Essas são velhas batalhas de Susana Lainho, e é por isso que trava a guerra em duas frentes, a lutar pela preservação interior e exterior do edificado antigo. Sobretudo, dos edifícios que encerram significativo património artístico, como os dois em que está a intervir nas zonas do Bolhão e Clérigos.
"obras de arte"
Num prédio da Rua Formosa, no coração do Porto, rendeu-se aos "tetos com obras de arte" que descobriu e aos quais o trabalho de restauro está a devolver a dignidade. Nas formas e nas pinturas originais, que incluem, até, pormenores com ouro de lei.
"A maior parte dos tetos que temos no Porto, sejam mais ou menos elaborados, não só têm forma como também têm cor, e é importante preservar isso. A ideia é perceber que dá para recuperar", defende a conservadora-restauradora, cuja equipa trabalha na reabilitação projetada por Joaquim Massena. "O arquiteto Massena tem essa sensibilidade, de perceber que são elementos artísticos", nota Susana Lainho, que num dos salões do prédio viu renascer uma pintura a óleo em tons ocre e rosa que, em tempos, fora coberta na íntegra por tinta branca.
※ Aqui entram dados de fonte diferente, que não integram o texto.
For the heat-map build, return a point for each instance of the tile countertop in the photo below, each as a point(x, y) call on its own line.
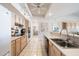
point(65, 51)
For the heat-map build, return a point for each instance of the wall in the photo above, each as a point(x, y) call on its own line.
point(41, 24)
point(5, 30)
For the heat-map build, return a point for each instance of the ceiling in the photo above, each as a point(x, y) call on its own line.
point(64, 10)
point(38, 9)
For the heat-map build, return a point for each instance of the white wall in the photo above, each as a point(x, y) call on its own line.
point(5, 32)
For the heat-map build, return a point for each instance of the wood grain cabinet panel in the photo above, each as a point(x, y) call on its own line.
point(18, 46)
point(23, 42)
point(13, 48)
point(53, 50)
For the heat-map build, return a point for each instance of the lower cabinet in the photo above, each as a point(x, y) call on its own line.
point(53, 51)
point(23, 42)
point(18, 48)
point(13, 50)
point(17, 45)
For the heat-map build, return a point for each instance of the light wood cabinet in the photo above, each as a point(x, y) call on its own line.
point(18, 48)
point(53, 50)
point(13, 48)
point(23, 42)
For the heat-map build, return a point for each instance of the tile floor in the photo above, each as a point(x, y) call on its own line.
point(35, 47)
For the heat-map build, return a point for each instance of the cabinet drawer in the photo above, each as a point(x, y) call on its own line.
point(18, 48)
point(13, 48)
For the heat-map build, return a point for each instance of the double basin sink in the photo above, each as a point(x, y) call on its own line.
point(65, 44)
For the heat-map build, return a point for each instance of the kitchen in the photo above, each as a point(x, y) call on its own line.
point(40, 29)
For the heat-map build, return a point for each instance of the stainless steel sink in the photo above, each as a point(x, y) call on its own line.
point(65, 44)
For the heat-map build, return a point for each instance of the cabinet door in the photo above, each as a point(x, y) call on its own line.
point(52, 51)
point(23, 42)
point(13, 48)
point(18, 48)
point(57, 52)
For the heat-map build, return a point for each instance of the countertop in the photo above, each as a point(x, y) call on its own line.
point(65, 51)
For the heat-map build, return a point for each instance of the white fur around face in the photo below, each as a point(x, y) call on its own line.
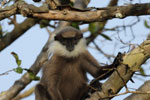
point(57, 48)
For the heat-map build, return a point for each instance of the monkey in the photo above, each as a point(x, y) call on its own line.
point(65, 74)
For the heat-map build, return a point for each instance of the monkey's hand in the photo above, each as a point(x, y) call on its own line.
point(118, 60)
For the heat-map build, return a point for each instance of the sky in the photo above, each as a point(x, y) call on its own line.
point(29, 45)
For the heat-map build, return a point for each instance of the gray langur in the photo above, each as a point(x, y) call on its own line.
point(64, 76)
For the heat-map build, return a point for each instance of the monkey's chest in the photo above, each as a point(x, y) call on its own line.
point(72, 81)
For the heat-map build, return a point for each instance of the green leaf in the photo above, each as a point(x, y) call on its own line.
point(32, 75)
point(106, 37)
point(142, 71)
point(18, 70)
point(146, 24)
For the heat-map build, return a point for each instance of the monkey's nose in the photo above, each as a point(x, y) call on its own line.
point(70, 46)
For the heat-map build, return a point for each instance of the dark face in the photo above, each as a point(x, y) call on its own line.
point(69, 42)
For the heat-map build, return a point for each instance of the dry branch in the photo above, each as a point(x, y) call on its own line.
point(133, 60)
point(144, 88)
point(71, 14)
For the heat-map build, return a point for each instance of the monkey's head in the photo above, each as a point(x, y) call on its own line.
point(68, 42)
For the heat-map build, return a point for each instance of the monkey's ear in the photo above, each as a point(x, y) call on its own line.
point(36, 0)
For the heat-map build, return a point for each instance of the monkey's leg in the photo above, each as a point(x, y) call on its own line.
point(41, 93)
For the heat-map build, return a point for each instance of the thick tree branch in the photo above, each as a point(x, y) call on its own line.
point(19, 30)
point(102, 24)
point(133, 60)
point(71, 14)
point(144, 88)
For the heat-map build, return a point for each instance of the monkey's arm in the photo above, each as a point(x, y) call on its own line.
point(92, 66)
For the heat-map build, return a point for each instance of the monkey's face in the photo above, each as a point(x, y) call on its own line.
point(69, 44)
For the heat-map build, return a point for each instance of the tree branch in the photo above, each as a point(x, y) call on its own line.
point(19, 30)
point(72, 14)
point(133, 60)
point(101, 14)
point(144, 88)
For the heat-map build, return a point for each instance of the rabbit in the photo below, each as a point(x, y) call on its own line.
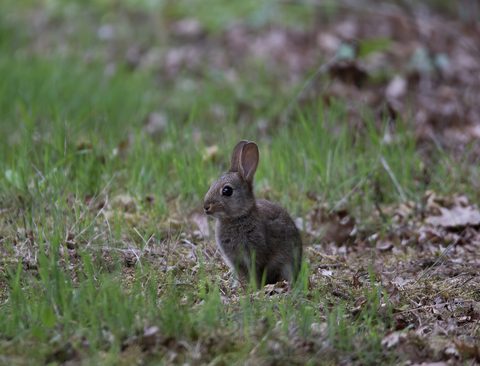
point(246, 225)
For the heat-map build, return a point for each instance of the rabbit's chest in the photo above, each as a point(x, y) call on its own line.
point(239, 240)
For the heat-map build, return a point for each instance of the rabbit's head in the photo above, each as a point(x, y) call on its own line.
point(232, 195)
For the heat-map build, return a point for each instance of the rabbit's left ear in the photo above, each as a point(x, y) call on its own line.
point(249, 161)
point(237, 152)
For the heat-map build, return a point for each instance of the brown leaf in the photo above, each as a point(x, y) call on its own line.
point(456, 217)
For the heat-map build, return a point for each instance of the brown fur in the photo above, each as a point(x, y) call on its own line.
point(246, 225)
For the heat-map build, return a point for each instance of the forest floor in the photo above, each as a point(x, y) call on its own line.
point(115, 117)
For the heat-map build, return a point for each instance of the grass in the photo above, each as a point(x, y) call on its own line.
point(71, 209)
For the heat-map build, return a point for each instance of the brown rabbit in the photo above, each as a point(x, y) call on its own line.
point(247, 225)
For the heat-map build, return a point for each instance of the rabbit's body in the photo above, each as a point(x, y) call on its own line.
point(246, 225)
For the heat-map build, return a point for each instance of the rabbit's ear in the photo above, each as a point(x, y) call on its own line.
point(249, 161)
point(237, 151)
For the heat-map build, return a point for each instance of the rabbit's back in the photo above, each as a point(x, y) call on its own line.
point(281, 235)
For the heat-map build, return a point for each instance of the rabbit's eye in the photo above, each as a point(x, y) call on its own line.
point(227, 191)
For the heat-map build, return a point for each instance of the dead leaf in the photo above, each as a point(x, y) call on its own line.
point(456, 217)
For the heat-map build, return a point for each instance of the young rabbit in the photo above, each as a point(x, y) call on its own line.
point(246, 225)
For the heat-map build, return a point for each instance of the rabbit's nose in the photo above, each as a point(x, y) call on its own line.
point(207, 207)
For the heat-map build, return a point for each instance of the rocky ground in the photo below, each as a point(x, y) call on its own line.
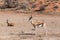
point(22, 29)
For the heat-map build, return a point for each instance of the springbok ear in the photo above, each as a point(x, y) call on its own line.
point(30, 17)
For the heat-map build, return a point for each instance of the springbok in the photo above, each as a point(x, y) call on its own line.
point(38, 23)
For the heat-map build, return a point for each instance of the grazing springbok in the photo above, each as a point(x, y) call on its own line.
point(9, 24)
point(38, 23)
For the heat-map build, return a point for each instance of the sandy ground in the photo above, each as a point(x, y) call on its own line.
point(21, 24)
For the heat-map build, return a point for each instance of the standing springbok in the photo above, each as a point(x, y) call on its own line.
point(38, 23)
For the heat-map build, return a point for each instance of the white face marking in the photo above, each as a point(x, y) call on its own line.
point(40, 25)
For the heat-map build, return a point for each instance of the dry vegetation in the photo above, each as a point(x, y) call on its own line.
point(17, 19)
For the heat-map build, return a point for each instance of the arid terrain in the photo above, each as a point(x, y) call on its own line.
point(17, 19)
point(22, 29)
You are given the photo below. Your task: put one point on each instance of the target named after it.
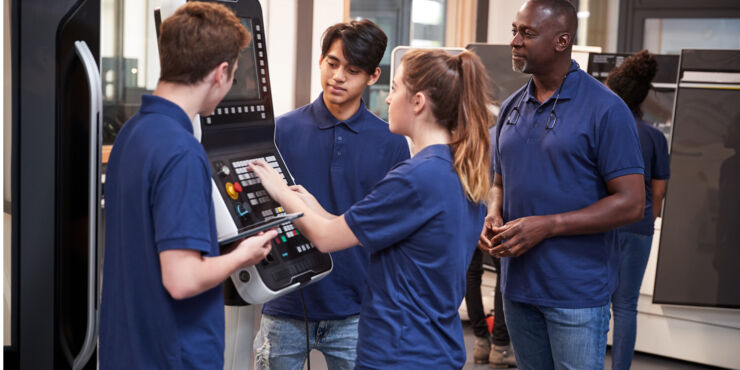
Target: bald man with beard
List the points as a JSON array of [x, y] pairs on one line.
[[568, 170]]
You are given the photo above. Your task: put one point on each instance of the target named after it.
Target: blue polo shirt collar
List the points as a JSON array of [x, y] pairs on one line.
[[569, 88], [325, 120], [159, 105], [442, 151]]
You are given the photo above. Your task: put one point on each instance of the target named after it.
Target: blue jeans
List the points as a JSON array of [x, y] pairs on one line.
[[634, 250], [557, 338], [281, 343]]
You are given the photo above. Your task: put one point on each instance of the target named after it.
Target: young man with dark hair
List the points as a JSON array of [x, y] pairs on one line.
[[162, 304], [337, 150], [568, 171]]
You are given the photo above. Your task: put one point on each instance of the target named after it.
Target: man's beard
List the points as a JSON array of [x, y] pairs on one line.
[[520, 68]]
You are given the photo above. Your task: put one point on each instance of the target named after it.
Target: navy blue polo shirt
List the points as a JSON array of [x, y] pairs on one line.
[[421, 231], [339, 163], [157, 198], [562, 169], [657, 167]]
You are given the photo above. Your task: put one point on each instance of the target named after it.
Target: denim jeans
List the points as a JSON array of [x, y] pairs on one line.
[[634, 250], [557, 338], [281, 343]]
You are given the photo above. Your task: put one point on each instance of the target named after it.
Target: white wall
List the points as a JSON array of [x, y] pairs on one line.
[[500, 15], [325, 14]]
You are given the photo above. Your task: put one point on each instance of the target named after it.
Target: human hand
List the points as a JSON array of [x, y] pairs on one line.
[[271, 180], [518, 236], [492, 220], [255, 248]]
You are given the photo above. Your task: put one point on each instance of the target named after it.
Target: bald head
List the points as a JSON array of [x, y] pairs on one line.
[[543, 33], [561, 13]]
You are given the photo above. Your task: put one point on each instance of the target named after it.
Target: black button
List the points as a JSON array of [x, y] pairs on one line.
[[244, 276]]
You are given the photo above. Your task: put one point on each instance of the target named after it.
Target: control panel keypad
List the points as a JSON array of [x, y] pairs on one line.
[[253, 197]]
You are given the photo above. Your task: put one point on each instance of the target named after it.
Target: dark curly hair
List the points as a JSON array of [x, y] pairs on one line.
[[631, 79]]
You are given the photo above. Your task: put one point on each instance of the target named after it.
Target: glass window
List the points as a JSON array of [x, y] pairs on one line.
[[129, 60], [428, 23], [670, 35]]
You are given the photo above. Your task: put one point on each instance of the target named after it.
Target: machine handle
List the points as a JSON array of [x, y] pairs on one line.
[[96, 103]]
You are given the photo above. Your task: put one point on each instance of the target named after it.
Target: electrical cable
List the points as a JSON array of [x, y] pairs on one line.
[[305, 320]]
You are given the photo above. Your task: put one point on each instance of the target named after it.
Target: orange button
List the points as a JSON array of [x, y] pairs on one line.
[[230, 190]]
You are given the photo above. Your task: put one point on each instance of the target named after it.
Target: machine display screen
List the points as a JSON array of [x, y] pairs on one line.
[[246, 86]]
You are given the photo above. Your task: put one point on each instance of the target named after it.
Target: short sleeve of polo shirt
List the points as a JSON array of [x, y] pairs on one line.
[[391, 212], [662, 165], [618, 152], [181, 201]]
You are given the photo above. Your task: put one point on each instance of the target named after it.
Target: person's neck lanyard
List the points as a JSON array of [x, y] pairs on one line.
[[551, 118]]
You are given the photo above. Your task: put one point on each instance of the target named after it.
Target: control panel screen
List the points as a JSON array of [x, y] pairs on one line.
[[245, 85]]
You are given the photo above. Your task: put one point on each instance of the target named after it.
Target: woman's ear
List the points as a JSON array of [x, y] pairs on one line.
[[419, 100]]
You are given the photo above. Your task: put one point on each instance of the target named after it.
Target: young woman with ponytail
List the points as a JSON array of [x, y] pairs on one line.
[[419, 220]]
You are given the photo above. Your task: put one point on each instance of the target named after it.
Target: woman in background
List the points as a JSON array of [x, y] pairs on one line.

"Não são pinturazinhas; são pinturas pensadas e dimensionadas para estes espaços", lembra a especialista, comparando-as com "telas pintadas". "São tetos que, aparentemente, estavam maus e que vão ficar perfeitos", aponta Massena, sublinhando que "é preciso sensibilizar as pessoas, que só não são sensíveis se lhes disserem que é mais simples demolir. É mentira quando dizem que tem de se demolir para reabilitar". Nos Clérigos, a equipa de Susana trabalha nas alturas, a restaurar a azulejaria da "fachada mais bonita" da zona, orgulha-se o proprietário do prédio, Álvaro Ramilo, que, face a essa "mais valia", teve a "exigência de preservá-la". E com os azulejos originais: até os que estavam em risco de queda são recolocados, e "o assentamento é feito com argamassa tradicional e compatível", explica a conservadora-restauradora.
Alterar legislação
A APRUPP, uma associação de reabilitação urbana, defende a "alteração da definição de reabilitação na legislação, já que inclui a reconstrução como uma ação de reabilitação, o que desvirtua o próprio significado da palavra e coloca em causa os objetivos e metas ao nível dos consumos energéticos e de produção de CO2".
Subir IVA para reconstruções
Alice Tavares, líder da APRUPP, diz que se deve "aplicar um IVA de 23%, em detrimento dos 6% atualmente aplicados, para as intervenções de "reabilitação" que usam de forma extensiva a reconstrução, já que esta deve ser entendida como uma construção nova, incluindo as que usam o fachadismo".